First President of the United States?

Who Was the First President of the United States?

The obvious answer is George Washington but this is incorrect.

The United States of America was actually formed on March 1, 1781 with the adoption of The Articles of Confederation by Maryland whose delegates delayed its ratification over a western border dispute with Virginia and New York. Upon the March 1 ratification the President of the Continental Congress officially became President of the United States in Congress Assembled.

To make matters even more perplexing some historians claim that John Hanson was the first President of the United States as he was the first person to serve the full one-year term (1781-82), under the ratified Articles of Confederation. This again is incorrect.

The ratification occurred during the term of Samuel Huntington who served as President from September 28, 1779 to July 6, 1781. Consequently, Samuel Huntington was the first President of the United States in Congress Assembled.

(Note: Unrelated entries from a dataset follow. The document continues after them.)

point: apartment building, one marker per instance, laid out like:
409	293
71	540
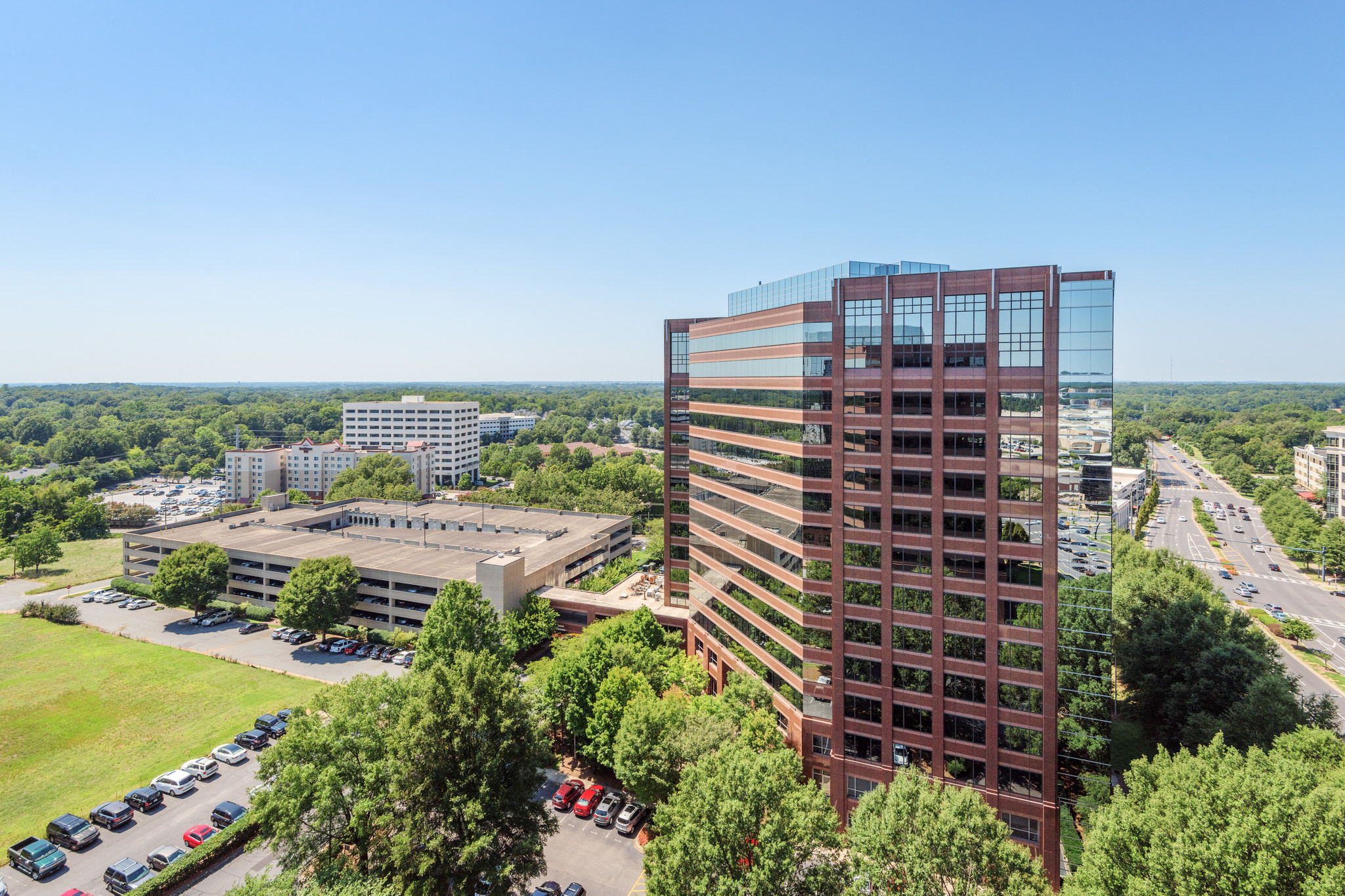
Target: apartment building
864	468
250	472
1319	468
313	468
506	425
451	429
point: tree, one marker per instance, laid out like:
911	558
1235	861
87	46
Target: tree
331	777
467	769
745	822
621	687
191	576
320	593
377	476
38	545
459	620
1298	630
530	624
917	836
1222	821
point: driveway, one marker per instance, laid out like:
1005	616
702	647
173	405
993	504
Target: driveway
169	626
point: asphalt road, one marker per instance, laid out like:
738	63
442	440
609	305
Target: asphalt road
1300	595
163	826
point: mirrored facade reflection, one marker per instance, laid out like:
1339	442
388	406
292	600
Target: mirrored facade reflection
1086	691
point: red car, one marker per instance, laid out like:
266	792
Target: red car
565	797
197	834
588	802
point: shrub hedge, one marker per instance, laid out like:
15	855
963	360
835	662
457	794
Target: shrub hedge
65	614
201	857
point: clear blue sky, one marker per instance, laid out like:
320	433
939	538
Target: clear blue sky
317	191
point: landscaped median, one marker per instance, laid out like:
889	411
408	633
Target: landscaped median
1310	657
204	859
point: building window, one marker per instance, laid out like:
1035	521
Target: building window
864	710
963	403
912	403
965	526
857	788
912	640
864	333
912	482
862	403
912	599
1021	328
912	522
965	331
965	729
966	647
861	747
912	719
864	671
680	352
912	442
965	688
912	679
1021	828
965	771
912	332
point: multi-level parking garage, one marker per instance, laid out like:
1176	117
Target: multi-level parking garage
405	551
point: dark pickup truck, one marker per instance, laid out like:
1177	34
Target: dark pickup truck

NOTE: If you were lied to about this? WHY? To make-a-god named Washington? If they lie about these details, would they have any qualms about lying about more important things?

Samuel Huntington

Signer of the Declaration of Independence

SAMUEL HUNTINGTON was born on July 3, 1731 at Windhan, Connecticut, the son of a Puritan farmer. He was a self-educated man who at age sixteen, was apprenticed to a cooper. He taught himself Latin at night and devoured every book on law he could find. At twenty-seven he was admitted to the bar, then moved to Norwich, a larger town offering more opportunity. After a year, however, he married the local minister's daughter, and set up what would eventually become a most lucrative law practice.

In 1764, Huntington was elected to the provincial assembly, and in quick succession became a justice of the peace, the king's attorney for Connecticut, and a member of the colony's council. Later he was elected President of the Second Congress.

Huntington worked hard and long for independence, however quietly. A fellow delegate wrote: "He is a man of mild, steady, and firm conduct and of sound methodical judgement, tho' not a man of many words or very shining abilities. But upon the whole is better suited to preside than any other member now in Congress."

After signing the Declaration, Huntington served in Congress for ten more years. In 1778 he also signed the Articles of Confederation. He was still president of Congress when the Articles were ratified by Maryland, the last state to agree, in 1781. Not long after that, Huntington resigned from Congress due to illness. He returned to Connecticut where he served as an associate justice of the superior court. In 1785, he became lieutenant governor of Connecticut. A year later he was elected governor and was reelected to that office for ten consecutive years.

Huntington died on January 5, 1796 at the age of sixty-four.